Computer science is the scientific and practical approach to computation and its applications. It is the systematic study of the feasibility, structure, expression, and simulation or implementation of the algorithms and methodical procedures that underlie the acquisition, representation, processing, storage/retrieval, communication of, and access and dissemination of information. Frequently, computer science is also be considered as the study of automating algorithmic processes that scale. A computer scientist specializes in the theory of computation and the design of computational systems.

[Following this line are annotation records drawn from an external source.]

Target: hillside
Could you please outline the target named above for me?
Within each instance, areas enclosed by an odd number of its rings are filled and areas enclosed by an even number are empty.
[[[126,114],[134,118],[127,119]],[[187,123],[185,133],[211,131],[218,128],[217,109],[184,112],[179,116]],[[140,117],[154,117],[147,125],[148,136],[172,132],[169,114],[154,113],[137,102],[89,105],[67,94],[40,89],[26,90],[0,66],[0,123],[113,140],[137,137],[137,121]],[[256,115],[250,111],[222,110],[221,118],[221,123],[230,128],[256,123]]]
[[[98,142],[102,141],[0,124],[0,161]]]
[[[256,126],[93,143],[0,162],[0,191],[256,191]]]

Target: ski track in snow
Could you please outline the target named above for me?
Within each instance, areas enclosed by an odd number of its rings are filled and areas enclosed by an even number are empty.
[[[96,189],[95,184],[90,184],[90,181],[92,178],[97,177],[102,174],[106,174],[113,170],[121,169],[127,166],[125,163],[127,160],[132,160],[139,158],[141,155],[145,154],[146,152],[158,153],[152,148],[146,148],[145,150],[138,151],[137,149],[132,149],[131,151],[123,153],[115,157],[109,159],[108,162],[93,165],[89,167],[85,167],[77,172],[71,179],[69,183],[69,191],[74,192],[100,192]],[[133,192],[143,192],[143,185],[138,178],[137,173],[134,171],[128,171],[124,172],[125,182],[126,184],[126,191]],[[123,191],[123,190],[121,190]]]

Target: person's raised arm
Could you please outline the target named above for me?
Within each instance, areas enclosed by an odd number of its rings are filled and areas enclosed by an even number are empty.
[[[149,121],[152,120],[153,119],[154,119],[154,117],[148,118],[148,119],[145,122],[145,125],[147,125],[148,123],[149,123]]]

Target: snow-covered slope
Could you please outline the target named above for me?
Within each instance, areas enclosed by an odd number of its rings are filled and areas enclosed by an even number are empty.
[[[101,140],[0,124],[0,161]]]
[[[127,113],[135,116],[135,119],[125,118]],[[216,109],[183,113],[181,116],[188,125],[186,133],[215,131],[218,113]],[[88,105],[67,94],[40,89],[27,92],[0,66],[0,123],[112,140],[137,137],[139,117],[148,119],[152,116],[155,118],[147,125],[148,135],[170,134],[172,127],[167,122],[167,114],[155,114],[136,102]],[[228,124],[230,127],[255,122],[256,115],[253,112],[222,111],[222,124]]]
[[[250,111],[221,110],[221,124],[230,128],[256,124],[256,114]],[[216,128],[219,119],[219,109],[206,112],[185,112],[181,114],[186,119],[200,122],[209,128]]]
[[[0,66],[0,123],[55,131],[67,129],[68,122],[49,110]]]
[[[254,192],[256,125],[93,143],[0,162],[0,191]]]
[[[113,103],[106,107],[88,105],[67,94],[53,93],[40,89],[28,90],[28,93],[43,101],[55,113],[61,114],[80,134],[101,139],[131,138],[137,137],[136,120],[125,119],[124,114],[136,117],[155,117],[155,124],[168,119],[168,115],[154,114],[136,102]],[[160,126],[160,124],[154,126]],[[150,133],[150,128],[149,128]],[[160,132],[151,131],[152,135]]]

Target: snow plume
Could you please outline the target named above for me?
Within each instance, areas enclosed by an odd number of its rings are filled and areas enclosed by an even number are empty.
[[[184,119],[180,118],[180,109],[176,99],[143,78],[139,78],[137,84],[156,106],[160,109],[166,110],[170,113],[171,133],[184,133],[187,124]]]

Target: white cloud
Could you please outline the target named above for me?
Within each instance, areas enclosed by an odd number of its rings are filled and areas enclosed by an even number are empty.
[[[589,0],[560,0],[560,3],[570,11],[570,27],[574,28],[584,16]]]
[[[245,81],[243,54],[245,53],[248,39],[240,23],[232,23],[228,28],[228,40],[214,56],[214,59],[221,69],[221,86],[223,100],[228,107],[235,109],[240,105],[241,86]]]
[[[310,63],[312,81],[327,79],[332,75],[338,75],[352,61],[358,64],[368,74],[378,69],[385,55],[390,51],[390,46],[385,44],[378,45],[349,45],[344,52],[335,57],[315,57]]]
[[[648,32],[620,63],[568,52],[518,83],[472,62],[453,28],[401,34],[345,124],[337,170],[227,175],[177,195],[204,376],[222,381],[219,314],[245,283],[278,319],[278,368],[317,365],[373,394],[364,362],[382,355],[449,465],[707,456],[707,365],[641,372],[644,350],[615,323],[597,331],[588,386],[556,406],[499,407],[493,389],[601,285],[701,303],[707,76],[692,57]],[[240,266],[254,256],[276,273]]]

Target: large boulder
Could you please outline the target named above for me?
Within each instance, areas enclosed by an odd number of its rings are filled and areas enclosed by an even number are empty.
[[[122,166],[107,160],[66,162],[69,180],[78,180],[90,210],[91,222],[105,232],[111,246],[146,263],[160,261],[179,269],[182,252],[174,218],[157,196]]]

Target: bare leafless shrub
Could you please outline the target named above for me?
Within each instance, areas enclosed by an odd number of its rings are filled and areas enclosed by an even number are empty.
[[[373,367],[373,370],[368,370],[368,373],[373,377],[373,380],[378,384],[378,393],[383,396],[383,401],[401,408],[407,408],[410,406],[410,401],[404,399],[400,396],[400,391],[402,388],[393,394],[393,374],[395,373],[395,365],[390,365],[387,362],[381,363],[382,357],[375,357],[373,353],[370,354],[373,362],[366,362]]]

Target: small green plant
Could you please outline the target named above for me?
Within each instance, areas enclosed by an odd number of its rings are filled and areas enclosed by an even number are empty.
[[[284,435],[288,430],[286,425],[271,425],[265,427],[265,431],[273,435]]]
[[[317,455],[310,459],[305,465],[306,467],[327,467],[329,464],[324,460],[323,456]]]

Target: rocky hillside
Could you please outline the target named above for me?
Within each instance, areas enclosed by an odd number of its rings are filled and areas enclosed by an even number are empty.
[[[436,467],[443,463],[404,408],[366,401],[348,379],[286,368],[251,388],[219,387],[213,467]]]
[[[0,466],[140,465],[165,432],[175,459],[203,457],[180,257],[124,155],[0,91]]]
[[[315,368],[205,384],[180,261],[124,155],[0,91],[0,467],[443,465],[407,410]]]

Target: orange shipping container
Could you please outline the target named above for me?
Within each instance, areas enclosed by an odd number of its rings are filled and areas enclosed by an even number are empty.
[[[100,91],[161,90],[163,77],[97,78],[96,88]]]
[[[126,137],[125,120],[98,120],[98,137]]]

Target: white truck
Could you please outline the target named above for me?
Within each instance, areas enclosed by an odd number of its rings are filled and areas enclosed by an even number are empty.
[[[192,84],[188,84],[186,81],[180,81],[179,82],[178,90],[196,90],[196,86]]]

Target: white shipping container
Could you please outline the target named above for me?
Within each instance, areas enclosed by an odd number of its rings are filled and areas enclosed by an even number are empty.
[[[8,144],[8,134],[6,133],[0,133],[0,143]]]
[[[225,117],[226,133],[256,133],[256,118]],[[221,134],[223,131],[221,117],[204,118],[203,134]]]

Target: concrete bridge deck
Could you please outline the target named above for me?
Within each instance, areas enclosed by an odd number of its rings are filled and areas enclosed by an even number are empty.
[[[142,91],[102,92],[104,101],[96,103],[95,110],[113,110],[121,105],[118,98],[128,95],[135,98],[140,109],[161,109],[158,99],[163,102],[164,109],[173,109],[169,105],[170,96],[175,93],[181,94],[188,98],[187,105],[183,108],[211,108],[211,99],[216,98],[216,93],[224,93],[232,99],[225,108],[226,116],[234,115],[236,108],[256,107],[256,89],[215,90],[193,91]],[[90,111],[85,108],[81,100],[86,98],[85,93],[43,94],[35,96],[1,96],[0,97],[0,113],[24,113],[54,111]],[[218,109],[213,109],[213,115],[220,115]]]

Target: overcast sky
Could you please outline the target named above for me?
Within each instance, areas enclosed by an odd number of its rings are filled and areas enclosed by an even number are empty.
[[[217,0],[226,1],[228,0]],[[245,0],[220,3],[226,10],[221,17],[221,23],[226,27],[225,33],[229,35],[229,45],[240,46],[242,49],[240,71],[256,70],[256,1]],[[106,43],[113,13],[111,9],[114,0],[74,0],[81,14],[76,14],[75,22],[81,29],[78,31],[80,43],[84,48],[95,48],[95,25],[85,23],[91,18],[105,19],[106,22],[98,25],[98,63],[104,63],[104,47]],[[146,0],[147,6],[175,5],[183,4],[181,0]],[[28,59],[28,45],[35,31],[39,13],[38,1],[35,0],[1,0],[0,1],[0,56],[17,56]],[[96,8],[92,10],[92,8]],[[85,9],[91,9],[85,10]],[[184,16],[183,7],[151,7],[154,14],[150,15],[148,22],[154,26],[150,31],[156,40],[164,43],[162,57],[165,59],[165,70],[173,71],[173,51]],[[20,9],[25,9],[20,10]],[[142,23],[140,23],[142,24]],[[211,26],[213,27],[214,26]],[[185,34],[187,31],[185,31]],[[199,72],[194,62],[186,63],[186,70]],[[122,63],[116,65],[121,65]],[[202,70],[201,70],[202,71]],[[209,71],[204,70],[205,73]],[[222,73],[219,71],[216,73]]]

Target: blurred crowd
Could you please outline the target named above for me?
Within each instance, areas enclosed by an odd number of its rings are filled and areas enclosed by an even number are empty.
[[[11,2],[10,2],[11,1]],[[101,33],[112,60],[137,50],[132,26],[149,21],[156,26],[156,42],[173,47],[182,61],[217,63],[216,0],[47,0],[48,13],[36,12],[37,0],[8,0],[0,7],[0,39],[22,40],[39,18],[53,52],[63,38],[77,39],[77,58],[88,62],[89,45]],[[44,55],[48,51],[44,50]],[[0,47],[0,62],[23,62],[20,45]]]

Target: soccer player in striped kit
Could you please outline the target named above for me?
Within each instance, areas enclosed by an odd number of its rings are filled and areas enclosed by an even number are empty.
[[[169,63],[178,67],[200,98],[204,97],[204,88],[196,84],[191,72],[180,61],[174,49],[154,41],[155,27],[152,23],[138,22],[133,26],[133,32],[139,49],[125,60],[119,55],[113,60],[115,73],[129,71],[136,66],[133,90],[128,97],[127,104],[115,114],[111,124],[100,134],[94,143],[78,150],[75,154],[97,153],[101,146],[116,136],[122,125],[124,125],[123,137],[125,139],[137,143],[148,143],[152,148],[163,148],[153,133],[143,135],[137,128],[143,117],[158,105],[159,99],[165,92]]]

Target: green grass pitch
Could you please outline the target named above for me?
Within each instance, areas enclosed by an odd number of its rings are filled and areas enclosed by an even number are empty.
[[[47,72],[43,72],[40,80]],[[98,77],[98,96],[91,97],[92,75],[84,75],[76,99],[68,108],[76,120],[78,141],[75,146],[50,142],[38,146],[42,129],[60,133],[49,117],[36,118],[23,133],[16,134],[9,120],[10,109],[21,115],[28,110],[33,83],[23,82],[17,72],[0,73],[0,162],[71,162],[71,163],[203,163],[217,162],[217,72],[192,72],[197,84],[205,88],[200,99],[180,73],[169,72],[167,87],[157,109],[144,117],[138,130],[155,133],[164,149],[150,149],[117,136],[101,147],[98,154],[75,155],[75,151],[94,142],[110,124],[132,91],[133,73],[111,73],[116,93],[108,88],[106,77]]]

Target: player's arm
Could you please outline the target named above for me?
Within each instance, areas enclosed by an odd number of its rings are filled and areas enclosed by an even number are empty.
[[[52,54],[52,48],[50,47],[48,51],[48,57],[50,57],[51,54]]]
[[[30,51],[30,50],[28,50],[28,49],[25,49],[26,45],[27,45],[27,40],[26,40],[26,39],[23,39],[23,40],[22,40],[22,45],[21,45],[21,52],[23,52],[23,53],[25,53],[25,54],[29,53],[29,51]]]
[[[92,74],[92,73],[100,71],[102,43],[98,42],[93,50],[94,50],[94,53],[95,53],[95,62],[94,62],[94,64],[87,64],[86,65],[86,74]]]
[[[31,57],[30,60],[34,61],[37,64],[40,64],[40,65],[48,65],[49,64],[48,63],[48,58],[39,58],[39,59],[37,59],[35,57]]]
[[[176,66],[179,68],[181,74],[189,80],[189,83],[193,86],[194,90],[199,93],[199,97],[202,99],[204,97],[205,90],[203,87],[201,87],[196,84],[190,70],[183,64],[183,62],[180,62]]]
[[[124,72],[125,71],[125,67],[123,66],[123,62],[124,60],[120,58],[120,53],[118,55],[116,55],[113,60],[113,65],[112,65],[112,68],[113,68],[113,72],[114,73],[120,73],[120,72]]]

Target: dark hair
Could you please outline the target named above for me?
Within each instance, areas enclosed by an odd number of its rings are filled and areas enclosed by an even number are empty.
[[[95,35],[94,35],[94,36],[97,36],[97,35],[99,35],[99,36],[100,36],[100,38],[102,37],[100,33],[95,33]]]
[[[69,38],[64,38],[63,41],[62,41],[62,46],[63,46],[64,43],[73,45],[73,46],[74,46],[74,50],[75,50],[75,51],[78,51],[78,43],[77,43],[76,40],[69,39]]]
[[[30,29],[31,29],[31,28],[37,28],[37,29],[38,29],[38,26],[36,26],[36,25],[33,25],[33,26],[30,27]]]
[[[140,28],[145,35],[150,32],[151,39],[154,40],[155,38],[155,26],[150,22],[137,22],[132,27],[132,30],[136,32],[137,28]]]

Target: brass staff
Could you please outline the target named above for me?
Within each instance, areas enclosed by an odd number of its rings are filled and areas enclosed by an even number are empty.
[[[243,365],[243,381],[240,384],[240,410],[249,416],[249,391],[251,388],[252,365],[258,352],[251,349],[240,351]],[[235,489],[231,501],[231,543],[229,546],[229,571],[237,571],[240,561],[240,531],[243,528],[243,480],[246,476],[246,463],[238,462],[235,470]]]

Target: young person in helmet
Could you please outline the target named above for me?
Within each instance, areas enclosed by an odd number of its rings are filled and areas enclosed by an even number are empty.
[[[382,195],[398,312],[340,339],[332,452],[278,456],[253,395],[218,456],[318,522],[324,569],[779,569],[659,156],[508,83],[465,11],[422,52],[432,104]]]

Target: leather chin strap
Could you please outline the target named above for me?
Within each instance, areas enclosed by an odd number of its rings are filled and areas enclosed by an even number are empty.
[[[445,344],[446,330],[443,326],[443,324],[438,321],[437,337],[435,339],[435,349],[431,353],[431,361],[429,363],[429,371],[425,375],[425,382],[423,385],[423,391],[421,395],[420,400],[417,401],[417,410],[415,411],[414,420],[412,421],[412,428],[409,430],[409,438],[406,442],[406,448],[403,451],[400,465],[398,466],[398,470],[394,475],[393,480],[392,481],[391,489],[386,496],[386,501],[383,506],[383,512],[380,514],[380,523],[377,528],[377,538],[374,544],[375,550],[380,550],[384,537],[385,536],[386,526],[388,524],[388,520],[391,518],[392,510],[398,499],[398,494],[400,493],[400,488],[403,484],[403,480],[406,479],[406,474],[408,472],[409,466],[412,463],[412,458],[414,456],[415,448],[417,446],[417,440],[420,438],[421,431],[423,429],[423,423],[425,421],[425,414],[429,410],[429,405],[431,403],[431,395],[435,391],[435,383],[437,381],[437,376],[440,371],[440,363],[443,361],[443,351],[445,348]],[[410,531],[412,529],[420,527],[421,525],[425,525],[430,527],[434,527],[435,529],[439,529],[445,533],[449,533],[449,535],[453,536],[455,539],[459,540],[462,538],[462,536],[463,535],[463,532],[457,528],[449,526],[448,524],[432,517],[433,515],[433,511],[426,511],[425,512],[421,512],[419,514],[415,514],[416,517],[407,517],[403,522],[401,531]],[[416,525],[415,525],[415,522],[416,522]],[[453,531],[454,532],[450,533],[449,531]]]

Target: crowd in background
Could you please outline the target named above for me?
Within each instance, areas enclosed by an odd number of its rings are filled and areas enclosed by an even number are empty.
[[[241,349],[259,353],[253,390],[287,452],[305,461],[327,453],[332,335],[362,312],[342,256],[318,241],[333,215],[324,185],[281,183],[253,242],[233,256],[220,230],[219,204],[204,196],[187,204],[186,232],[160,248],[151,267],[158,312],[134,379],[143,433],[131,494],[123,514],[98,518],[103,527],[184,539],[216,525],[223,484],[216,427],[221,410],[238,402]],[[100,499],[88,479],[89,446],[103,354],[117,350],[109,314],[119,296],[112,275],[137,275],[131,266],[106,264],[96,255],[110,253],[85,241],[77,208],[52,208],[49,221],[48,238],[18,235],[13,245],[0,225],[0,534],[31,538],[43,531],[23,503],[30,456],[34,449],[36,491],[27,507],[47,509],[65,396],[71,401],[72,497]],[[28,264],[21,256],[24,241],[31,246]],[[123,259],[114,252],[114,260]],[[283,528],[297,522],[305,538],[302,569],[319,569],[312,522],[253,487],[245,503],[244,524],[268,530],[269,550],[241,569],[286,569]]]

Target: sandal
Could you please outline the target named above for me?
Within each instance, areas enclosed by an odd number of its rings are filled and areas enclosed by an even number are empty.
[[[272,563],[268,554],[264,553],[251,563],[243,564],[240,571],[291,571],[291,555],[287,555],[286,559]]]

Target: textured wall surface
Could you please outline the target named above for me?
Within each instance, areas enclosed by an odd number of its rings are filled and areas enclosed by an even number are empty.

The field of Computer Science can be divided into a variety of theoretical and practical disciplines. Some fields, such as computational complexity theory which explores the fundamental properties of computational and intractable problems, are highly abstract, while fields such as computer graphics emphasize real-world visual applications. Still other fields focus on challenges in implementing computation. For example, programming language theory considers various approaches to the description of computation, while the study of computer programming itself investigates various aspects of the use of programming language and complex systems. Human–computer interaction considers the challenges in making computers and computations useful, usable, and universally accessible to humans. A graduate degree in Computer Science produces experts in one or more of these fields.

Computer engineering is a discipline that integrates fields of electrical engineering and computer science required to develop computer systems combining hardware, software or firmware. Computer engineers generally have training in electronic engineering or electrical engineering, software design, and hardware-software integration instead of only software engineering or electronic engineering. Computer engineers are involved in many hardware and software aspects of computing, from the design of individual microcontrollers, microprocessors, personal computers, and supercomputers, to circuit design. This field of engineering not only focuses on how computer systems themselves work, but also how they integrate into the larger whole.

Usual tasks involving computer engineers include writing software and firmware for embedded microcontrollers, designing VLSI chips, designing sensors or mixed signal circuit boards, and designing operating systems. Computer engineers are also suited for robotics research which relies on using digital systems to control and monitor electrical systems like motors, communications, and sensors.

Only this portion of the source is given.